Living with data

Professor Helen Kennedy has been awarded a grant from the Nuffield Foundation for a new project that will investigate how we 'live' with data.

A print out of data sitting next to a notepad and a laptop.

Helen will work on the project, entitled 'Living With Data: Understanding people’s knowledge, experiences and perceptions of data practices and what would make them ‘fair’, with two colleagues from the University of Sheffield: Dr Jo Bates from the Information School and Dr Mark Taylor from the Sheffield Methods Institute. They will be joined by post-doctoral Research Fellow Dr Susan Oman.

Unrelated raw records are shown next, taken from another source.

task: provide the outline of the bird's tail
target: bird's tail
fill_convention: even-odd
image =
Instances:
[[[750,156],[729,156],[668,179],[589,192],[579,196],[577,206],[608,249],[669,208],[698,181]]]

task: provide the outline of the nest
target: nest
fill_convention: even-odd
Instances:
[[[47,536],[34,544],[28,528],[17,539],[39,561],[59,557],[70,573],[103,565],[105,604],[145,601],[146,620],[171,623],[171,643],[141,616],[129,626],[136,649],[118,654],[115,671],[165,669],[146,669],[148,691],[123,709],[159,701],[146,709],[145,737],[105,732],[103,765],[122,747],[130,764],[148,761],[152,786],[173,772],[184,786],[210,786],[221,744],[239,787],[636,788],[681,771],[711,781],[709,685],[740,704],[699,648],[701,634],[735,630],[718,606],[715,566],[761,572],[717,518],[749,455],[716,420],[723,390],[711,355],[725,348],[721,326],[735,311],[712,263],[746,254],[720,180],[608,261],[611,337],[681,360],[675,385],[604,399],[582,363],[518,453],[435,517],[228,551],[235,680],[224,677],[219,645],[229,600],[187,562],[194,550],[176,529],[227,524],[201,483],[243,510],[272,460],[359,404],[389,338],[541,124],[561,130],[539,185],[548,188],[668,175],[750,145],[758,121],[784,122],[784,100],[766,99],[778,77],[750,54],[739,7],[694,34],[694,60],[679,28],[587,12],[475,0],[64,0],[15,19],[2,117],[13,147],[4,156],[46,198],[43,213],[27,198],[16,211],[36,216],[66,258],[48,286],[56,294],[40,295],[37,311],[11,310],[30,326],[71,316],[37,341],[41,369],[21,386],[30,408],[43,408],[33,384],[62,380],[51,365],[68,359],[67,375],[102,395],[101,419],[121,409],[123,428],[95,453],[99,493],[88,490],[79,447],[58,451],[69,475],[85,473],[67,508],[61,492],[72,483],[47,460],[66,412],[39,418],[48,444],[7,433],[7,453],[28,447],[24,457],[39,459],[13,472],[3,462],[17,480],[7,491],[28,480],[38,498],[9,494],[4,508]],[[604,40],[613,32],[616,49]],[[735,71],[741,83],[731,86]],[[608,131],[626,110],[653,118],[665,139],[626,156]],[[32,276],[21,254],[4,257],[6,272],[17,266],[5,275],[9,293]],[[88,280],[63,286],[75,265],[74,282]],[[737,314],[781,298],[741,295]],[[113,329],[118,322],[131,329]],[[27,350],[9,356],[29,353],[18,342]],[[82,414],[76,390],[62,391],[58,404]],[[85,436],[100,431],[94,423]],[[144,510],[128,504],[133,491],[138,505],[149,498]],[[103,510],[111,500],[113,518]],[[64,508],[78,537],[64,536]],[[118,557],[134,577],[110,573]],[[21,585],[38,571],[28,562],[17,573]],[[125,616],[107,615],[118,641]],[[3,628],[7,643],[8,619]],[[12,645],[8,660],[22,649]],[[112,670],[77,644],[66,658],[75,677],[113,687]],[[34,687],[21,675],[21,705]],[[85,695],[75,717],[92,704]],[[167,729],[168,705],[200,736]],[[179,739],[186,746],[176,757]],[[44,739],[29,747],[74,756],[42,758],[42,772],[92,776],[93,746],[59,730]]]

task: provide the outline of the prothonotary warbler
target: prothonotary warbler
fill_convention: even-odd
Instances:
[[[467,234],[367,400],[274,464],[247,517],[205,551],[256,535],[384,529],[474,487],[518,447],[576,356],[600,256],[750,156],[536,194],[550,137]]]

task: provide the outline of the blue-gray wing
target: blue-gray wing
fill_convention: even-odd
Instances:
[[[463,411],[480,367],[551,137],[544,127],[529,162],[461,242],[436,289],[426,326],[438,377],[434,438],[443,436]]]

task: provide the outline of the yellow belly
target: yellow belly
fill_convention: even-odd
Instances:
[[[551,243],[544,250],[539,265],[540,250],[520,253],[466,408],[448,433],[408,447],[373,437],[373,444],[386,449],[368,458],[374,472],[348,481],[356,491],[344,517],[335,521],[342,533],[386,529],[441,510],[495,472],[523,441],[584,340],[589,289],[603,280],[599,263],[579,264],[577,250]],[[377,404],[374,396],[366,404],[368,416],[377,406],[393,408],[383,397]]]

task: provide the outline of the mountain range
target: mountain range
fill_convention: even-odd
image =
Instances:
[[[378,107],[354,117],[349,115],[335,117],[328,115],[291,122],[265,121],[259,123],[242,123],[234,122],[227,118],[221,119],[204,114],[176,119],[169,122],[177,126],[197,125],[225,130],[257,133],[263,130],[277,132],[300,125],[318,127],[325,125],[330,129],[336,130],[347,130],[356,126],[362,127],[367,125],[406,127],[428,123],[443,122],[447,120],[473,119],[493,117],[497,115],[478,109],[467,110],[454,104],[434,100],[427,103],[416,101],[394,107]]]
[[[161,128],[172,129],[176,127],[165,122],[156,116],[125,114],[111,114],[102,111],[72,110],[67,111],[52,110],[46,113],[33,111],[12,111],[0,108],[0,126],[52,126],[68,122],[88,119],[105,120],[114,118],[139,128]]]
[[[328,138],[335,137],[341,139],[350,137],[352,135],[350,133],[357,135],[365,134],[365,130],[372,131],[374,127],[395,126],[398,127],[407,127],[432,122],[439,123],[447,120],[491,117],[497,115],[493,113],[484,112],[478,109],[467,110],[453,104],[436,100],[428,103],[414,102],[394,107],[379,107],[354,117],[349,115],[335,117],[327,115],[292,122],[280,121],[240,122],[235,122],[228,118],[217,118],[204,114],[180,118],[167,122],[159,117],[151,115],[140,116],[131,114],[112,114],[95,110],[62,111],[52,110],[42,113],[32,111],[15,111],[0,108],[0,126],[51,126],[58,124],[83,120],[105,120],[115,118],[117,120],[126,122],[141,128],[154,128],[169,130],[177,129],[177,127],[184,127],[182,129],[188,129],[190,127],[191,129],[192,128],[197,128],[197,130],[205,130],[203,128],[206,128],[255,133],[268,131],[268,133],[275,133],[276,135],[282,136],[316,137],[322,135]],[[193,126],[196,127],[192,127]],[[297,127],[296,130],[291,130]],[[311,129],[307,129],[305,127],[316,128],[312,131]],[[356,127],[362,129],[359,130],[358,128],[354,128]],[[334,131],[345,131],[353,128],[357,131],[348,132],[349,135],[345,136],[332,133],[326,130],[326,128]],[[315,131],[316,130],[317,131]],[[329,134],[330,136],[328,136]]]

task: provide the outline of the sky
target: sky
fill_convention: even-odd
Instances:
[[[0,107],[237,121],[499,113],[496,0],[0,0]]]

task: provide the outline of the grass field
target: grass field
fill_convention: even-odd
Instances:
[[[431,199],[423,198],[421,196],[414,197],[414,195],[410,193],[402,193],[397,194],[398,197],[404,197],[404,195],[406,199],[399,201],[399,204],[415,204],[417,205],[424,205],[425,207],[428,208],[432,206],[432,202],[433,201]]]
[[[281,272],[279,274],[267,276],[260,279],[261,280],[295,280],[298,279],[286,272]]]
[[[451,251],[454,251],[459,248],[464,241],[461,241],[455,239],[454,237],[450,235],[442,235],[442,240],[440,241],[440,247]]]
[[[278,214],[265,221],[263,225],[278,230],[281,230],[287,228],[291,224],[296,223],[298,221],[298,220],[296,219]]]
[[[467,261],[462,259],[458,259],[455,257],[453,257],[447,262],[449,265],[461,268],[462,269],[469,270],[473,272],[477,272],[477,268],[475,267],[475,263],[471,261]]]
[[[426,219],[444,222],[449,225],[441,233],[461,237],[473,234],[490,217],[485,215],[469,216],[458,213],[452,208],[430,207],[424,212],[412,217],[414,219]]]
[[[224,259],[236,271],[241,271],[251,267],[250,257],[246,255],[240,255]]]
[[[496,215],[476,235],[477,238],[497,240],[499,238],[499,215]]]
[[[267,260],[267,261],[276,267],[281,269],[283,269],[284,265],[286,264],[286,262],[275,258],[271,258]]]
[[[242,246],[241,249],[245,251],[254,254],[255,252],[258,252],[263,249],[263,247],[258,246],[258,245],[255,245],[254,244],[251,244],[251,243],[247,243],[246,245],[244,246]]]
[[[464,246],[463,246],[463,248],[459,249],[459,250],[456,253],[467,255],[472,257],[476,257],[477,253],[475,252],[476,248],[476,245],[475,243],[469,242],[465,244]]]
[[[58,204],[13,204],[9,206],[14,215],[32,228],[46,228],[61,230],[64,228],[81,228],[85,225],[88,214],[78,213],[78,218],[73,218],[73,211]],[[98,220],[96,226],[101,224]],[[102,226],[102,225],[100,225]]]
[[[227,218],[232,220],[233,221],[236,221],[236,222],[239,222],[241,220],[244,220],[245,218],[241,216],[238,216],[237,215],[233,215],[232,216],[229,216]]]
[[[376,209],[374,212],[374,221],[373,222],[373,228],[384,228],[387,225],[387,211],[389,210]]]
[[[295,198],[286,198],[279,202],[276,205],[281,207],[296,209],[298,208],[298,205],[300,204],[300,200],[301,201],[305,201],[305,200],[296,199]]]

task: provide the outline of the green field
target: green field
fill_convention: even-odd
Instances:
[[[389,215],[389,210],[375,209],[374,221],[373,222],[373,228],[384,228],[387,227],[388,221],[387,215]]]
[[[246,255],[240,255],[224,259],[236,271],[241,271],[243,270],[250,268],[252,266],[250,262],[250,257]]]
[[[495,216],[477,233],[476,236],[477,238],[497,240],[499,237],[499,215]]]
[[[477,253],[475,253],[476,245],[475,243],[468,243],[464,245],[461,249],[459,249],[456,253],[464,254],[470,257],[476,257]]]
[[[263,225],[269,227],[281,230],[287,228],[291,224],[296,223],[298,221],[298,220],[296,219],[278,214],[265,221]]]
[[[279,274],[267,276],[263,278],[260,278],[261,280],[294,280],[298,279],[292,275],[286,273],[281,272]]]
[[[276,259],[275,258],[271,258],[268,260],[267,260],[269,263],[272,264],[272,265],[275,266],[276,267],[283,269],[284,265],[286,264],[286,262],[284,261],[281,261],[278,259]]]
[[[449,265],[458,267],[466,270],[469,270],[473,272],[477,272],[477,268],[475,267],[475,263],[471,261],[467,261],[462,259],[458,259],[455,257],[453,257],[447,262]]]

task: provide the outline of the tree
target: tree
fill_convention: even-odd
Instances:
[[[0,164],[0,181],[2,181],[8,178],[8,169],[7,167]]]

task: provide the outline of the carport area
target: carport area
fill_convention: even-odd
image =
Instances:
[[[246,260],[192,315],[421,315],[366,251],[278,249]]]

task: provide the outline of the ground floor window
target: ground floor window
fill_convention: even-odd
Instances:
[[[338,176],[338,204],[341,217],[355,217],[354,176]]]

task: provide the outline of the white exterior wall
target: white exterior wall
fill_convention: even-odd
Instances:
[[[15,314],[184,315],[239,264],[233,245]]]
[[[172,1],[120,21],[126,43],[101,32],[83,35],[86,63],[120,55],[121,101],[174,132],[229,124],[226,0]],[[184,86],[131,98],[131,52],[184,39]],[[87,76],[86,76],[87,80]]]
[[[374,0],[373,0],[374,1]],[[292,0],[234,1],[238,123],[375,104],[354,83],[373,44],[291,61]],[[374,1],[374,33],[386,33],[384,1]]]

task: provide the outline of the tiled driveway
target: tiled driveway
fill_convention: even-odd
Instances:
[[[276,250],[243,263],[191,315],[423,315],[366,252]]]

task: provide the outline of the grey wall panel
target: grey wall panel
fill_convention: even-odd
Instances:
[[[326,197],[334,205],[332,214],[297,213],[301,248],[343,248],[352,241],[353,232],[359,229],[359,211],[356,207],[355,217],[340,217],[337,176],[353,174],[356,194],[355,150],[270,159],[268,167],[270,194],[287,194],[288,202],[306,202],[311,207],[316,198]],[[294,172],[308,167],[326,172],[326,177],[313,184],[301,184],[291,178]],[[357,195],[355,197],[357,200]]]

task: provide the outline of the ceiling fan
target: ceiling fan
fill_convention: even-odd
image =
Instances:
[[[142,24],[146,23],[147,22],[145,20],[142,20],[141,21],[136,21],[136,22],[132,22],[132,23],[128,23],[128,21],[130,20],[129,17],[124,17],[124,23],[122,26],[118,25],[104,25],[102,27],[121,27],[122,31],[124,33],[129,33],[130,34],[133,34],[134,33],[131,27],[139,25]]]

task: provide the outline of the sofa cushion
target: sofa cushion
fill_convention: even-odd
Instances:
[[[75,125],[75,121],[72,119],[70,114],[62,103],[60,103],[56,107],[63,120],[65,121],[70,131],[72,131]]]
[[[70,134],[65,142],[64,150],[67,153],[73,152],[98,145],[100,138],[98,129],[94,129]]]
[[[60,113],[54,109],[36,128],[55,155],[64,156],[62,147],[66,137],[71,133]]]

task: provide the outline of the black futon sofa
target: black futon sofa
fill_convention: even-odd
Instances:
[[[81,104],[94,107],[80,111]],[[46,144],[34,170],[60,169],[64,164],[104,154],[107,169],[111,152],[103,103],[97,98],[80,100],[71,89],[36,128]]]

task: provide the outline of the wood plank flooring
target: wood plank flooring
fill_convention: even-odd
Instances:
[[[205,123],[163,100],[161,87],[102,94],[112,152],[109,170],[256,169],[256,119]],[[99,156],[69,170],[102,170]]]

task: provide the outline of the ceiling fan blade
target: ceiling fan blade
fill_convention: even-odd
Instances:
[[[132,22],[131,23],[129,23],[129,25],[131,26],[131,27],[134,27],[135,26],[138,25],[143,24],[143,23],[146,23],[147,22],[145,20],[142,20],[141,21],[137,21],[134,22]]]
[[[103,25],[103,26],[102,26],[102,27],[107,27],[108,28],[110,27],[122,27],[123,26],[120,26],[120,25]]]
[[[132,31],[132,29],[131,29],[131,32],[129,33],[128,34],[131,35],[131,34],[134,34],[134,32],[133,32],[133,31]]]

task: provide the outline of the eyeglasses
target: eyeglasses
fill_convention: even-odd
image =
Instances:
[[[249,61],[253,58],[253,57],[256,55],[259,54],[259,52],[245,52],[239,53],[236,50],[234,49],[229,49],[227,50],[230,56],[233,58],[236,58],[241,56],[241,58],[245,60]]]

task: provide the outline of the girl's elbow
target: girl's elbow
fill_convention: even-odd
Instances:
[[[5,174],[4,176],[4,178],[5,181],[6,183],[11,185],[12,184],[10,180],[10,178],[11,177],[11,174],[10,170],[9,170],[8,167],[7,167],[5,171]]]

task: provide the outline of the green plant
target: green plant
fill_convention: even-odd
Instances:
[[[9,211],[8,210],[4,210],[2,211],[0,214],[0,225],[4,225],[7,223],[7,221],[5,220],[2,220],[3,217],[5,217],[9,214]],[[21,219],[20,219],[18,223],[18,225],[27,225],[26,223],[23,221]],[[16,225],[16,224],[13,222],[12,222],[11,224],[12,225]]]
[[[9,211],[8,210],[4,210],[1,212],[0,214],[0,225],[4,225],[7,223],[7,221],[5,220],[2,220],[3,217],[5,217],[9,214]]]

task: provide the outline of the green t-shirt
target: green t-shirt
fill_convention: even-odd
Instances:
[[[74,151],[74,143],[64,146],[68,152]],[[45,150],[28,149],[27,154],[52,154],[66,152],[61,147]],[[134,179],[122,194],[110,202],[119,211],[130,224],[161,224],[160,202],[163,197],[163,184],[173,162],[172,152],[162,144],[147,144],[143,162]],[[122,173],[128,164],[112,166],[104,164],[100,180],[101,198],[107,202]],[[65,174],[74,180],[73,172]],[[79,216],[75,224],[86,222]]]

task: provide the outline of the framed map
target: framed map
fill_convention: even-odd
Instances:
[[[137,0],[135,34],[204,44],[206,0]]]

The ubiquitous collection and use of digital data is changing people’s lives, positively and negatively. Concern about the harms that might result from new uses of data has led to measures to influence their governance, including the government Centre for Data Ethics and Innovation (CDEI) and the independent Ada Lovelace Institute (Ada). Understanding public views and how data affect people are at the heart of these initiatives, but to date, knowledge about such matters is limited.

Existing surveys and polls focus on single issues or domains and produce only snapshots of attitudes, and qualitative research does not move beyond these snapshots to provide more comprehensive understanding of people’s diverse and complex experiences and perceptions of data and related practices. In short, understanding lacks a robust evidence base.

To ensure that data works ‘for people and society’ (Ada’s mission) and is ‘a force for good’ (a CDEI aim), there is an urgent need for evidence of people’s knowledge, experiences and perceptions of data practices, in particular what they think constitute ‘fair’ practices, which results from methodologically rigorous inquiry. Living With Data will fill this gap through mixed methods research, combining a survey, focus groups, interviews and a novel ‘data journeys’ approach. It will take everyday, public sector data practices which relate to healthcare, accessing public services and media use as examples and as a starting point for the research. It will share findings with relevant stakeholders, to inform their understanding of public perceptions and, ultimately, their data policies and practices.